Anne H. Cross, MD, the Manny and Rosalyn Rosenthal and Dr. John L. Trotter MS Center Chair in Neuroimmunology at Washington University School of Medicine in St. Louis, has received the John Dystel Prize for Multiple Sclerosis Research from the National Multiple Sclerosis Society and the American Academy of Neurology. The award recognizes outstanding contributions to research in the understanding, treatment or prevention of multiple sclerosis (MS).

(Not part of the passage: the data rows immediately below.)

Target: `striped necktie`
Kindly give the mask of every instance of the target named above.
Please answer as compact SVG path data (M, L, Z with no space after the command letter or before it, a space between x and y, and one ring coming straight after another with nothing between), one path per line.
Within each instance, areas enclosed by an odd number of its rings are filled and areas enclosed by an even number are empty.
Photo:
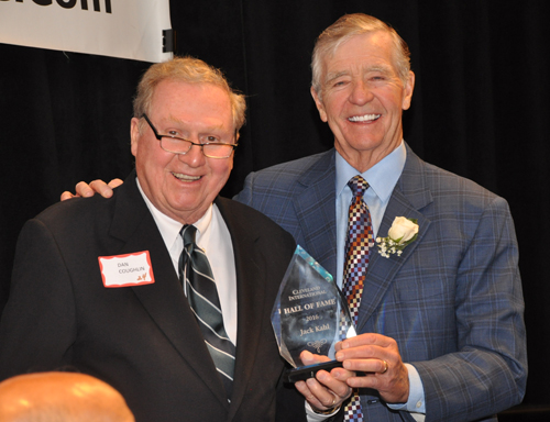
M374 238L371 213L363 201L363 193L369 189L369 184L361 176L354 176L350 179L348 186L353 192L353 198L350 203L348 238L345 240L343 293L348 298L350 313L356 324L369 267L369 252L374 246ZM344 408L344 421L363 421L361 401L356 389Z
M179 256L179 279L183 282L185 275L187 299L230 399L235 346L226 333L216 281L207 256L195 243L196 233L194 225L184 225L179 232L184 238L184 251Z

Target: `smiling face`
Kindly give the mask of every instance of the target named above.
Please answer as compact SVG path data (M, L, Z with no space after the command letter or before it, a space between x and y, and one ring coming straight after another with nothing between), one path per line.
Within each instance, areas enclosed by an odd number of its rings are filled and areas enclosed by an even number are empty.
M211 136L218 142L237 142L229 95L211 84L161 81L147 116L160 134L195 143ZM184 224L199 220L226 185L233 155L207 158L198 146L185 155L168 153L148 125L142 125L140 133L136 118L132 119L131 137L138 179L155 208Z
M399 79L393 48L385 31L355 35L323 58L321 98L311 88L337 151L361 173L403 138L402 114L410 107L415 75Z

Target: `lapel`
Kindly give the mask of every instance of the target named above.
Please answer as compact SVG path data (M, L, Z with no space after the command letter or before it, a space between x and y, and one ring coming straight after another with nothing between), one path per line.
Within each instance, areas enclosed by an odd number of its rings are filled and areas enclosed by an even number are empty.
M262 324L264 318L261 315L271 312L266 310L265 282L257 282L264 278L260 271L257 262L257 248L255 247L257 233L251 233L234 208L230 199L218 197L216 204L231 234L233 254L237 270L238 293L238 330L237 330L237 356L235 356L235 382L233 382L233 395L231 397L231 410L228 420L233 418L239 409L244 395L251 384L255 360L258 356L260 342L262 341ZM257 376L257 374L256 374Z
M293 198L301 232L298 244L304 242L301 246L332 275L337 270L334 180L332 148L304 171L298 179L301 189L296 189Z
M220 402L228 407L223 385L213 363L208 359L207 346L183 292L166 245L138 189L135 171L117 189L116 201L109 234L123 242L119 254L148 251L155 277L154 284L131 289L182 358Z
M378 229L378 236L387 236L387 232L396 216L406 216L418 220L418 237L409 244L400 256L391 255L384 258L378 248L371 253L369 271L366 273L364 292L358 316L358 332L361 332L366 321L381 303L384 295L399 269L407 263L416 247L422 242L428 232L430 220L422 214L422 209L432 202L431 191L425 184L426 164L409 148L407 144L407 160L403 174L395 186L384 218Z

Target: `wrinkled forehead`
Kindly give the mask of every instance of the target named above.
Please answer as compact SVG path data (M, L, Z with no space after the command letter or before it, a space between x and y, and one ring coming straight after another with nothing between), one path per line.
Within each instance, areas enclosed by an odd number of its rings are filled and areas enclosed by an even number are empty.
M397 73L397 52L392 35L386 31L371 31L342 37L321 58L321 80L334 73L346 71L351 67L358 70L377 69Z

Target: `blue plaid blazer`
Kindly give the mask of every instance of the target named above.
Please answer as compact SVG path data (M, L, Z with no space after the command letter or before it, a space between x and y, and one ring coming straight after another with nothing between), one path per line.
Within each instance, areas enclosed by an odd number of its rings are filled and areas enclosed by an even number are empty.
M426 422L496 420L527 379L518 248L507 202L410 147L378 236L418 219L402 256L371 255L358 329L397 341L422 379ZM235 199L265 213L334 274L334 149L249 175ZM413 421L365 390L369 421Z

MS attacks the brain, spinal cord and optic nerves of MS patients, causing pain, fatigue, vision and coordination difficulties. Cross transformed the field of MS research when, by studying an animal model of MS, she discovered that immune cells known as B cells play a critical role. The findings, which led her to study B cells in people with MS, were a direct challenge to the accepted dogma of the time, which held that MS was caused by a different immune cell type, the T cell. Cross later led the first clinical trial of rituximab, a B cell-depleting therapy for MS, which showed an 88 percent reduction in new MS lesions. While rituximab was never approved to treat MS, it helped pave the way for a related compound, ocrelizumab, which was approved as a therapy for MS by the Food and Drug Administration in 2017.

Cross also pioneered new imaging techniques to track and measure nerve damage in MS patients, and has explored the potential benefits of calorie restriction for reducing signs and symptoms of MS.

Cross is co-director of the Center for Neuroimmunology & Neuroinfectious Diseases and co-director of the John L. Trotter MS Center, as well as head of the Neuroimmunology Section in the Department of Neurology.